ICF previously operated only within a given OutputSection. We would
merge all CFStrings first, then merge all regular code sections in a
second phase. This worked fine since CFStrings would never reference
regular __text sections. However, I would like to expand ICF to merge
functions that reference unwind info. Unwind info references the LSDA
section, which can in turn reference the __text section, so we cannot
perform ICF in phases.

In order to have ICF operate on InputSections spanning multiple
OutputSections, we need a way to distinguish InputSections that are
destined for different OutputSections, so that we don't fold across
section boundaries. We achieve this by creating OutputSections early,
and setting InputSection::parent to point to them. This is what
LLD-ELF does. (This change should also make it easier to implement the
section$start$ symbols.)

This diff also merges InputSections w/o checking their flags, which I
think is the right behavior -- if they are destined for the same
OutputSection, they will have the same flags in the output (even if
their input flags differ). I.e. the parent pointer check subsumes the
flags check. In practice this has nearly no effect (ICF did not become
any more effective on chromium_framework).
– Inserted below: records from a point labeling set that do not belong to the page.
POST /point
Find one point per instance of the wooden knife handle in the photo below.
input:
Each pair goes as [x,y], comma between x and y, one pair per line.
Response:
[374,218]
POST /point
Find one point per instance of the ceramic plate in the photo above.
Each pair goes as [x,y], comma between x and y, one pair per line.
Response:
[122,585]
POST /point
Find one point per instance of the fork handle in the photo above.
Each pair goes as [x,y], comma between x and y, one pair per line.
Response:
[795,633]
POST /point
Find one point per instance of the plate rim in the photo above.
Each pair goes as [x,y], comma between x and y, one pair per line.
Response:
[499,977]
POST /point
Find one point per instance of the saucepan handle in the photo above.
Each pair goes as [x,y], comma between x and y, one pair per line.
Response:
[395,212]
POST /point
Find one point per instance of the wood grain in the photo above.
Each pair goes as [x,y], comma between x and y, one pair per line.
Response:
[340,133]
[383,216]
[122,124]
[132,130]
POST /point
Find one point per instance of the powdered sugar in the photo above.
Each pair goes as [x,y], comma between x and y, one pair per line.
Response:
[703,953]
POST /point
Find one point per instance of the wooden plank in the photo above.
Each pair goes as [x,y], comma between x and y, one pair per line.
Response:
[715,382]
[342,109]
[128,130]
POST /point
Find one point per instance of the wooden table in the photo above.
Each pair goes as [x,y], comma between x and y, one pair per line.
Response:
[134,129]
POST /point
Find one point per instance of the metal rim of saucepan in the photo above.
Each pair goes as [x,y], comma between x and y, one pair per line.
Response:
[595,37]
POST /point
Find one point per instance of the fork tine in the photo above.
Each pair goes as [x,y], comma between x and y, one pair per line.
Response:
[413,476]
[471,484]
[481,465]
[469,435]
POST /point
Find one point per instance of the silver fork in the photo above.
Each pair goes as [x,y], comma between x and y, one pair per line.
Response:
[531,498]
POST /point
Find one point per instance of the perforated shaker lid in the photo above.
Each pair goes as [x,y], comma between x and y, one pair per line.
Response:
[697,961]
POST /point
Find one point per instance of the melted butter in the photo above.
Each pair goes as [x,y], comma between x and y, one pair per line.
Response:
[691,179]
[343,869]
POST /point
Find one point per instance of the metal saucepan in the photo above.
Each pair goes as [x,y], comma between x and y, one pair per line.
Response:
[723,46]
I've also updated ICF.cpp's block comment to better reflect its current
status.

Diff Detail

Event Timeline

int3 created this revision.Jul 8 2021, 9:32 AM
Herald added a project: Restricted Project. · View Herald Transcript
int3 requested review of this revision.Jul 8 2021, 9:32 AM
Herald added a project: Restricted Project. · View Herald TranscriptJul 8 2021, 9:33 AM
int3 updated this revision to Diff 357258.Jul 8 2021, 9:45 AM
int3 edited the summary of this revision. (Show Details)
int3 planned changes to this revision.Jul 8 2021, 9:55 AM
int3 updated this revision to Diff 357388.Jul 8 2021, 4:48 PM
int3 retitled this revision from [lld-macho][nfc] Create OutputSections earlier to [lld-macho] Have ICF operate on all sections at once.
int3 edited the summary of this revision. (Show Details)
smeenai accepted this revision.Jul 16 2021, 9:59 AM
smeenai added a subscriber: smeenai.

LGTM

My one concern is that we now have to set isec->parent in a whole bunch of places (vs. the previous centralized setup), and that feels easy to forget if we need it in more spots in the future. I imagine things would blow up pretty loudly if it were forgotten though.

This revision is now accepted and ready to land.Jul 16 2021, 9:59 AM
int3 added a comment.Jul 17 2021, 10:41 AM

Yeah, I agree that it's unfortunate, but we can't emit any InputSection that doesn't have a parent, so omissions should indeed be pretty easy to catch :)

This revision was automatically updated to reflect the committed changes.